Another term used by critics to describe Barka’s poetry is “iconographic.” Certainly, the icon as image of the Divine depicted in strictly delineated form might serve as a convenient model in grasping the essence of his poetry were it not for the lack of an essential and ineluctable element found throughout Ocean: kinesis. Icons (that is, the traditional Byzantine style of religious painting most commonly associated with the word, which in Greek means “image”) portray divinity by means of static, formalistic composition, whereas Barka’s pleromic poetics insists on a kinetic and dynamic depiction of the Divine.
Ocean, if anything, is a kinetic icon of language — of Logos itself. Barka, if any-body, is a navigator of the human soul.
6. I began translating Barka’s poetry in 1988, shortly after I’d met him in Glen Spey, New York. Initially, there was some resistance on my part to many aspects of his poetics. What kept me going was a deep fascination with his utterly unique usage of the Ukrainian language, the monumental structures in which he worked, and most of all, the sheer strangeness of his symbolics. It seemed to me that he had continued developing a symbolist poetics far beyond the point where most Anglo and French poets had rejected it. In one of our many conversations, Barka once said to me, “I was born a symbolist.”

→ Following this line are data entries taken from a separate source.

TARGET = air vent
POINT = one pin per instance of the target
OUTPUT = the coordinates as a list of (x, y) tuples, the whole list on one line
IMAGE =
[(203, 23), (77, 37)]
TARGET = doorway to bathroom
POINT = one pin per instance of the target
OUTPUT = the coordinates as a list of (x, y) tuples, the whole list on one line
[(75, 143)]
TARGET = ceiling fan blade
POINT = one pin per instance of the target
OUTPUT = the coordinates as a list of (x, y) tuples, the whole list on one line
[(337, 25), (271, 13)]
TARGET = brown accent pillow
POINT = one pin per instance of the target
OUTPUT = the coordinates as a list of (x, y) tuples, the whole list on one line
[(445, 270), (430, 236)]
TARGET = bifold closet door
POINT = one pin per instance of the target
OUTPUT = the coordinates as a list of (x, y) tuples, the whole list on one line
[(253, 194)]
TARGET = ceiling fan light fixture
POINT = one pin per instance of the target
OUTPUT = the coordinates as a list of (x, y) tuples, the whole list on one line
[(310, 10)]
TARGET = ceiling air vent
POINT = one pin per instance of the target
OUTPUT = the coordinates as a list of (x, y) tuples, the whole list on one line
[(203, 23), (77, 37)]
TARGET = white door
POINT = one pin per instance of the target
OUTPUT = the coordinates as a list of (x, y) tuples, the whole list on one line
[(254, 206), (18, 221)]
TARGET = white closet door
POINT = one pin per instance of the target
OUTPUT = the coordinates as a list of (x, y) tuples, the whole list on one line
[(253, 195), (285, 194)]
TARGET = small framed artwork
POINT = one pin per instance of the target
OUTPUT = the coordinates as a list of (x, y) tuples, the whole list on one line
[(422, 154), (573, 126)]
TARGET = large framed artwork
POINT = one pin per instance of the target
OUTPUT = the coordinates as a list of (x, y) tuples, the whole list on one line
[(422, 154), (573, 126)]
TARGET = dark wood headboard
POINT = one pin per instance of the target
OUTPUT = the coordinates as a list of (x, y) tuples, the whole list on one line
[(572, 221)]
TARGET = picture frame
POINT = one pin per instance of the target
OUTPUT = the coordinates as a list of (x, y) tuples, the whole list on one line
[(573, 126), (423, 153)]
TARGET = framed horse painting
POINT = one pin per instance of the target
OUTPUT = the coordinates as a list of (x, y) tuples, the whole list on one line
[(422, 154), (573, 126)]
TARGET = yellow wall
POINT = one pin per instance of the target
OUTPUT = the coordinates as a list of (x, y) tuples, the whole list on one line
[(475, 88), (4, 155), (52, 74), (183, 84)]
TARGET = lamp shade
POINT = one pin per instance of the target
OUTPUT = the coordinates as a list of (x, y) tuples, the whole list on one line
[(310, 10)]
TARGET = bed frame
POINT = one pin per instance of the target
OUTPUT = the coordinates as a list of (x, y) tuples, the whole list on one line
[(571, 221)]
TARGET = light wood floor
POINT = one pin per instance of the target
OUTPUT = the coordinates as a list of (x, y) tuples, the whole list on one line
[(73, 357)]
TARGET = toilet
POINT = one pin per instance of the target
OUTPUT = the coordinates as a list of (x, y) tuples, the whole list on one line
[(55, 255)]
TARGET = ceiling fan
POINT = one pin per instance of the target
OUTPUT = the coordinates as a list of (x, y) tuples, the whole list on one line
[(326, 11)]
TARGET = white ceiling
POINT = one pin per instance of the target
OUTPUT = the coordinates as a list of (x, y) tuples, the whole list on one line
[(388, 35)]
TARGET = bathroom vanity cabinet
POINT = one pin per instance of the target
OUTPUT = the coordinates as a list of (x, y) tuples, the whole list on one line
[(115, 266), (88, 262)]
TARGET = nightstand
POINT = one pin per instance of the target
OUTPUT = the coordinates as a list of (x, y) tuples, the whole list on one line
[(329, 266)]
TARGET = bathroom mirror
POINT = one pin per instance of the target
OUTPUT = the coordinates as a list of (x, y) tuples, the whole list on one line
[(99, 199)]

However, to place Barka under the rubric of “symbolist poet” would be to shrink a giant. There is so much more to the poetry. And I only “got it” from translating every word and looking at every image, in the order they are presented, looking and feeling, hearing the sounds of the words, hearing the gulls, feeling the heat of the glowing coals, the rings of fire surrounding me, feeling the delicate rose petal and integrating it all in the light that gleams across Ocean’s surface. The praxis was nothing more structured than this: giving in — as compelled by glint of faith — to the imaginal world of the poem as a vessel to something beyond.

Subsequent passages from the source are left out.